Now that the characters are loaded, we can search the character object hierarchies for the joints matching the names we defined.

// Read the gesture config file. This file contains options for splitting up
// each animation in gestures.glb into 3 sub-animations and initializing them
// as a QueueState animation.
const gestureConfig1 = await fetch(
  `${animationPath1}/${gestureConfigFile}`
).then(response => response.json());
const gestureConfig2 = await fetch(
  `${animationPath2}/${gestureConfigFile}`
).then(response => response.json());

The gestureConfigFile is also being loaded here. This file is a JSON file that contains the information necessary to take each animation in gesture.glb and split it into 3 parts: a transition motion from the standing idle pose into the main posture of the gesture, a looping motion in the gesture posture, and a transition motion from the gesture posture back to the standing idle pose. Having a looping motion in the gesture allows us to take advantage of the holdTime functionality in the GestureFeature.
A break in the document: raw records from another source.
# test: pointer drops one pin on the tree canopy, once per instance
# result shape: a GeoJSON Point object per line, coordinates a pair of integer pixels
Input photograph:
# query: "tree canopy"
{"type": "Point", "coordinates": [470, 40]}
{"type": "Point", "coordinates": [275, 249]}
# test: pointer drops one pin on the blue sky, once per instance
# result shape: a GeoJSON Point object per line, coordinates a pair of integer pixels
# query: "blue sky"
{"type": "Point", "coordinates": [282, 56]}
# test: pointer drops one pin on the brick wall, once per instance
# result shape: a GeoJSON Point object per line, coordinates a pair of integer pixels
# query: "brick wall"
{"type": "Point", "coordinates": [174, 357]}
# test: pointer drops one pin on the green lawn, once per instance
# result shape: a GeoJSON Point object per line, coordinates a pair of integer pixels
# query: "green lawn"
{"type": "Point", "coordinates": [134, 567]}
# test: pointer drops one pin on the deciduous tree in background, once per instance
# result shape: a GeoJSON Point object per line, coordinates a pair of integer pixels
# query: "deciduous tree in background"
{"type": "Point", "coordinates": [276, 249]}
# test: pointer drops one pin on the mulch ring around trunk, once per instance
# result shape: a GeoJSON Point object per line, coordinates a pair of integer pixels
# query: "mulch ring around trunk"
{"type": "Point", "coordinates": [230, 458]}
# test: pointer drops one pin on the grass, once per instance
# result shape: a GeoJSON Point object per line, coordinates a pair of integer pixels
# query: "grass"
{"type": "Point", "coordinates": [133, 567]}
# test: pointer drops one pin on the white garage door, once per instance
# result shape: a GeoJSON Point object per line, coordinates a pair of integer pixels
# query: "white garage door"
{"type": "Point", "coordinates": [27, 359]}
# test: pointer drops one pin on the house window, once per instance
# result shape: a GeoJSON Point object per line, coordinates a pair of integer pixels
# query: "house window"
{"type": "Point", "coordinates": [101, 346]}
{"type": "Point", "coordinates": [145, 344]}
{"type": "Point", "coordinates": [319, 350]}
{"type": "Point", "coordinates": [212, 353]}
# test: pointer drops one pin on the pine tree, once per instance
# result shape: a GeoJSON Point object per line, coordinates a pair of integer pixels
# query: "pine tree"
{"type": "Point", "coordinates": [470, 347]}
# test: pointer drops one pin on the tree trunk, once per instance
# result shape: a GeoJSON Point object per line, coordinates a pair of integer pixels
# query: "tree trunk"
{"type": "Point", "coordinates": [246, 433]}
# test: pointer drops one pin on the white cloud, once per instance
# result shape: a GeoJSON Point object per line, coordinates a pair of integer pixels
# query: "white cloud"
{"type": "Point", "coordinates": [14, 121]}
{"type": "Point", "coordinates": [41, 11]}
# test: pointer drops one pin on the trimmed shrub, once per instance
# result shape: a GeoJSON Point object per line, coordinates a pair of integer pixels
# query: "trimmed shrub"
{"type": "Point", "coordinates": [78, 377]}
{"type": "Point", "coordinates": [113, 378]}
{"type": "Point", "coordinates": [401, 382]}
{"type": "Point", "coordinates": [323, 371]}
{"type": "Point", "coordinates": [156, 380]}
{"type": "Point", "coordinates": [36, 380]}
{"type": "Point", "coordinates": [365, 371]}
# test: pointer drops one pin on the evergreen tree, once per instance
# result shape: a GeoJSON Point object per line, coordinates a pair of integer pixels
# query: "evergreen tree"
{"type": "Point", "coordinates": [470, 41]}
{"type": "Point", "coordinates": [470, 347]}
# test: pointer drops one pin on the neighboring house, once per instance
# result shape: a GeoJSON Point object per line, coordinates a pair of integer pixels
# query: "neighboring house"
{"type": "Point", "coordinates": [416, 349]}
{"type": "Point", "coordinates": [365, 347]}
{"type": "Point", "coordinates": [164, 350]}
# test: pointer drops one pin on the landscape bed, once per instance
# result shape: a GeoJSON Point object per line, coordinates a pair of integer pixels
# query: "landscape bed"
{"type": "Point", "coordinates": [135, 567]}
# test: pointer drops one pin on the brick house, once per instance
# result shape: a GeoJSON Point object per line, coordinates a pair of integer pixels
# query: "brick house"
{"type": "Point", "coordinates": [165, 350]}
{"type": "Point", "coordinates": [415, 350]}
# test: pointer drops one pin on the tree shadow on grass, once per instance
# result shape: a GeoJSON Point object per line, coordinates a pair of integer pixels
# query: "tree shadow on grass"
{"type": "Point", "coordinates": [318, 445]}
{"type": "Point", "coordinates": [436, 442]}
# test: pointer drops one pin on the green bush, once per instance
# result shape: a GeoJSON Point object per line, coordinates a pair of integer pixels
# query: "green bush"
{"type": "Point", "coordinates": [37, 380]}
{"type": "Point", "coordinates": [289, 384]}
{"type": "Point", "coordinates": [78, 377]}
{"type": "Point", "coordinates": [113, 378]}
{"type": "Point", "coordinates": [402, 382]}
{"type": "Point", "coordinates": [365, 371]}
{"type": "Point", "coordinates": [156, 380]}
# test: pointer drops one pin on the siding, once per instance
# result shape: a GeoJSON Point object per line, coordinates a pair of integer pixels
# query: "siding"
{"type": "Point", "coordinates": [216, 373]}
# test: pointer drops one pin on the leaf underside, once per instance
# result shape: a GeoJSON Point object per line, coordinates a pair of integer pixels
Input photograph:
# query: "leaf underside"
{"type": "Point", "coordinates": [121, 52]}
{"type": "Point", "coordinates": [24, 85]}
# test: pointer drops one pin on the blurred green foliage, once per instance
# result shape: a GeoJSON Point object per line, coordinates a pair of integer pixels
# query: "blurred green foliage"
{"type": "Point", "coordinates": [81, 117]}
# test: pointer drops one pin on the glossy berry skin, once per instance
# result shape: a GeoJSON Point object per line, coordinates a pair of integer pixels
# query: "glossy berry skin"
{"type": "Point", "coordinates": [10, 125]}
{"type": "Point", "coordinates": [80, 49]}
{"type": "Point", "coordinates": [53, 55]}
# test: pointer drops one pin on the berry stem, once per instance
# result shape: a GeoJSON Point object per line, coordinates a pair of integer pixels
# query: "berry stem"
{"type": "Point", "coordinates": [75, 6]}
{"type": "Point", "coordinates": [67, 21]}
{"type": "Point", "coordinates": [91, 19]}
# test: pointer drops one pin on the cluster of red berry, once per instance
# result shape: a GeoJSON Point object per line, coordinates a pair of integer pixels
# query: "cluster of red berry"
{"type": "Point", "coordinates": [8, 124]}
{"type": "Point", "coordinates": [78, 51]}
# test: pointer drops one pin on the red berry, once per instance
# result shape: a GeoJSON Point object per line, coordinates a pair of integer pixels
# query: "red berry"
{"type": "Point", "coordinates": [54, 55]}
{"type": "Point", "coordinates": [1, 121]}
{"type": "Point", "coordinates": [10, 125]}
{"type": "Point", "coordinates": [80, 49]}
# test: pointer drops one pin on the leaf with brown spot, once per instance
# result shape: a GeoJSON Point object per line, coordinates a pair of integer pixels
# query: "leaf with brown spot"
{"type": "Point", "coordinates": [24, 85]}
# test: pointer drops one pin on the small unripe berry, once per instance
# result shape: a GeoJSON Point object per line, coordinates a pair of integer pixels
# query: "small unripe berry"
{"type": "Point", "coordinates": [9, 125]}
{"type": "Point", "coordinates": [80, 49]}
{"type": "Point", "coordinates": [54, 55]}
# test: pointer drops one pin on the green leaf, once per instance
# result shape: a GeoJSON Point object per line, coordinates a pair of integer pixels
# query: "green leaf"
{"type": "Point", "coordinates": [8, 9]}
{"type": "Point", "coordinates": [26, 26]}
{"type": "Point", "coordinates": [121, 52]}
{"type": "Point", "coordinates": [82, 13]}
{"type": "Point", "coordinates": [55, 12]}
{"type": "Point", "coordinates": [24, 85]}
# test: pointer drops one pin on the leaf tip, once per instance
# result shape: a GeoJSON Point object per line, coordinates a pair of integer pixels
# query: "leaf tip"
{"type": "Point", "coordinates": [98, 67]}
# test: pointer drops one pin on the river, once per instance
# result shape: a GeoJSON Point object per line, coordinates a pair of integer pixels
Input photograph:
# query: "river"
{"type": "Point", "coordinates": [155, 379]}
// Read the point of interest config file. This file contains options for
// creating Blend2dStates from look pose clips and initializing look layers
// on the PointOfInterestFeature.
const poiConfig1 = await fetch(
  `${animationPath1}/${poiConfigFile}`
).then(response => response.json());
const poiConfig2 = await fetch(
  `${animationPath2}/${poiConfigFile}`
).then(response => response.json());

Finally the poiConfigFile gets loaded. This file has two purposes. First, it tells the AnimationFeature how to configure the animation states and layers associated with the animation clips imported from poi.glb. In addition, it tells the PointOfInterestFeature the information it needs to know about each animation layer it will own.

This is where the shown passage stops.